Fiscal Outlays vs. Structural Reforms
- Budget 2026-27’s ₹1 lakh crore Urban Challenge Fund and Finance Commission grants (₹3.6 lakh crore over five years) signal recognition of urban health needs. Yet fiscal flows alone cannot compensate for design flaws:
- Funds are often under-utilised due to weak project preparation and execution capacity.
- Competitive project selection risks elite capture and neglect of low-capacity ULBs.
- Without functional devolution, additional money reinforces parastatal dominance rather than empowering elected municipal bodies.
- Structural reforms are therefore non-negotiable:
- Full devolution of the 18th Schedule functions, functionaries and finances.
- Unified metropolitan governance through empowered Mayors-in-Council.
- Creation of specialised urban public-health cadres within ULBs.
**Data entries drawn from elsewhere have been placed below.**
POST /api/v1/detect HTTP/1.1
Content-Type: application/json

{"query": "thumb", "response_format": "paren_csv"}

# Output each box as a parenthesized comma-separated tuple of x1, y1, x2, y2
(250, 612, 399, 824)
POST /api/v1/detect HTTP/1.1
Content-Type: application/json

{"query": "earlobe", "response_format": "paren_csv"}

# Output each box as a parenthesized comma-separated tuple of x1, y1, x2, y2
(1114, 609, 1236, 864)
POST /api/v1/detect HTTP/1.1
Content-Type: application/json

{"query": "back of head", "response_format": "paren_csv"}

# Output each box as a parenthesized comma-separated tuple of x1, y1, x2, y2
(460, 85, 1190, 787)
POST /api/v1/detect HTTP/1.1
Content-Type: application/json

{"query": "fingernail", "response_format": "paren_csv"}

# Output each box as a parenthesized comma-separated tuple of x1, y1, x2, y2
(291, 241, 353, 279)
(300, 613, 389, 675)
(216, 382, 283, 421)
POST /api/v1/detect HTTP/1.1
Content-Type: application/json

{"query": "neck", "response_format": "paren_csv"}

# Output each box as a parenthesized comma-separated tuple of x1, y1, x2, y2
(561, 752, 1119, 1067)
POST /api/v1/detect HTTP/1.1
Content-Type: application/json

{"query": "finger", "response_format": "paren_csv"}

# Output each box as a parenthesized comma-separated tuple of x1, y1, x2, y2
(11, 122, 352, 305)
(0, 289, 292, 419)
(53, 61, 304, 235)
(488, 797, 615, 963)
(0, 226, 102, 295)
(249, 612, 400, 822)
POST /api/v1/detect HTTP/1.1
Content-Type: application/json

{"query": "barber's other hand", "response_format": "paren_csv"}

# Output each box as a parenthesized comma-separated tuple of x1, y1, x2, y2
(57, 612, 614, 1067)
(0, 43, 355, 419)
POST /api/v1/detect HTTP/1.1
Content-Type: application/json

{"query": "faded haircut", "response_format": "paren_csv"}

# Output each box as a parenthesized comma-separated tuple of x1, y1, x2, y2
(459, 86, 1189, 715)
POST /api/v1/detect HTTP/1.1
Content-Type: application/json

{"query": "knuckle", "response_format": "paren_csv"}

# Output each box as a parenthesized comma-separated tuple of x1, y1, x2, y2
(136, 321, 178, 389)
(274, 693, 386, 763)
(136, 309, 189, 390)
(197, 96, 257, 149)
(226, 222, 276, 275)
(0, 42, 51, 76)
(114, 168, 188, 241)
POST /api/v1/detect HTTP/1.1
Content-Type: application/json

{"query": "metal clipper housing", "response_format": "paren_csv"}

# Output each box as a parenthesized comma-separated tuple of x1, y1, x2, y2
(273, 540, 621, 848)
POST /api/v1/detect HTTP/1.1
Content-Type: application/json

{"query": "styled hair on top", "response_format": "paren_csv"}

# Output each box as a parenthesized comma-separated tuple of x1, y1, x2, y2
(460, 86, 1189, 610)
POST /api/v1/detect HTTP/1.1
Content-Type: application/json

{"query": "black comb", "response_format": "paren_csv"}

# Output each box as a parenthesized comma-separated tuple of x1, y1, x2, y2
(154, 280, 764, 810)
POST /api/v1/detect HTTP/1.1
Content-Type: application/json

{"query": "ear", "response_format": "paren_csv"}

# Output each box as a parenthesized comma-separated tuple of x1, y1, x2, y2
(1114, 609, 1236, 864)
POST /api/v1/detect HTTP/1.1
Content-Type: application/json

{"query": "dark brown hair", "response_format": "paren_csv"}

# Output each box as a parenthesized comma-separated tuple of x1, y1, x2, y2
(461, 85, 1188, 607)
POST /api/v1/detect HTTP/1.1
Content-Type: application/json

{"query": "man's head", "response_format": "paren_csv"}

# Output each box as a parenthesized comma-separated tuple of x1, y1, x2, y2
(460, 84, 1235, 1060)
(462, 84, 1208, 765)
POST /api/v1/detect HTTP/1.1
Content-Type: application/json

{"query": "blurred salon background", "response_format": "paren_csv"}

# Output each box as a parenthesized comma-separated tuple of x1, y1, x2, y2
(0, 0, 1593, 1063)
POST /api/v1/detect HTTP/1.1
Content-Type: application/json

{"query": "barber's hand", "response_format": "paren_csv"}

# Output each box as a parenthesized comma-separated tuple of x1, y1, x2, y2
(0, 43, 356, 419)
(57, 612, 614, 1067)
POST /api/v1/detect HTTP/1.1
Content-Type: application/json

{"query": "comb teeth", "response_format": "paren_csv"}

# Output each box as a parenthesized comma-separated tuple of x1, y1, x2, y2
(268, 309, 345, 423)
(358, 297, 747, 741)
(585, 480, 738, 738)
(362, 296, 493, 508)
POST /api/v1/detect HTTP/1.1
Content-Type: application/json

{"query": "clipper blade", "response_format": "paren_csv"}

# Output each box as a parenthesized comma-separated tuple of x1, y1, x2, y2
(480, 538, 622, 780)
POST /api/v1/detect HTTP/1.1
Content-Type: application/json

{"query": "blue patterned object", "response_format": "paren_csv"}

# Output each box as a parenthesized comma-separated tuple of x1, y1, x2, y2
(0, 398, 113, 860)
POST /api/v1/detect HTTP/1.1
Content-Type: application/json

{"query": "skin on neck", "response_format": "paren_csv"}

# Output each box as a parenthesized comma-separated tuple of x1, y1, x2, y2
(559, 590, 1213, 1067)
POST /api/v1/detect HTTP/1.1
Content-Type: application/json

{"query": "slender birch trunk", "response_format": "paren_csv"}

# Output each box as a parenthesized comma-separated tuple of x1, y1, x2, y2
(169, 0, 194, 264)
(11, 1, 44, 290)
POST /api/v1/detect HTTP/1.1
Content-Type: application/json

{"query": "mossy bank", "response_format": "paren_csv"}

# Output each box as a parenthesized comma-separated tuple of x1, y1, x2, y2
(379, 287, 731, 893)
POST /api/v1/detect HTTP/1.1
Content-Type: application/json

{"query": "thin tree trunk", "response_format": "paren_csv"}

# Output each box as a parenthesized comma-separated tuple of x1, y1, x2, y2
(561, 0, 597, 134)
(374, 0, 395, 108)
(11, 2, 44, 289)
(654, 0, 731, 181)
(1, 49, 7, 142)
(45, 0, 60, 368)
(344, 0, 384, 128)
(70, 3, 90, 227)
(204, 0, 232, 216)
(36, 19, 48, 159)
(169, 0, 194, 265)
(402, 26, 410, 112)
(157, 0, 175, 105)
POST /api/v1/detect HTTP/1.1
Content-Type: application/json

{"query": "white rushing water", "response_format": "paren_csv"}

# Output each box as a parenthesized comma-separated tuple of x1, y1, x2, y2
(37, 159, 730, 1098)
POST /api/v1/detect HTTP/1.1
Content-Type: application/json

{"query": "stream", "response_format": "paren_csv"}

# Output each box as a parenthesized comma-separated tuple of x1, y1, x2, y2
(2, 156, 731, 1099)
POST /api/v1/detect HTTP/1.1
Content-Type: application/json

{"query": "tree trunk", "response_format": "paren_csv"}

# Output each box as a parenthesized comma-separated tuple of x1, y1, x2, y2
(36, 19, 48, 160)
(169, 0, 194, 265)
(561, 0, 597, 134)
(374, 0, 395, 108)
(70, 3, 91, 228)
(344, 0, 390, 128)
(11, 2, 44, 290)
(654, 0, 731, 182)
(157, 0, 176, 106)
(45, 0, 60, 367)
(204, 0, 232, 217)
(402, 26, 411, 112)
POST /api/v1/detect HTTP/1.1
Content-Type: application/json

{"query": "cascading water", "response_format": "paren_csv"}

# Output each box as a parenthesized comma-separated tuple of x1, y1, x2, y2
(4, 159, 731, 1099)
- Mandatory health-integrated master plans with citizen participation via ward committees.
Way Forward
- Constitutional vitalization by strengthening the 74th Amendment to ensure mandatory devolution of Health and Sanitation functions, functionaries, and finances.
- Utilizing the Fiscal Health Index 2026 benchmarks to tie health grants to tangible improvements in sanitation and air quality metrics.
- Pilot “Health-in-All-Policies” urban governance in 100 smart cities by 2028.
- Establish inter-agency Urban Health Coordination Committees at metropolitan level.
- Mandate annual public health outcome audits tied to municipal budgets.
- Scale participatory WASH planning through community health volunteers and ward sabhas.
Conclusion
Resilient cities safeguard national wellbeing. Strengthening institutions, not merely finances, will transform urban governance into a cornerstone of inclusive and sustainable public-health security.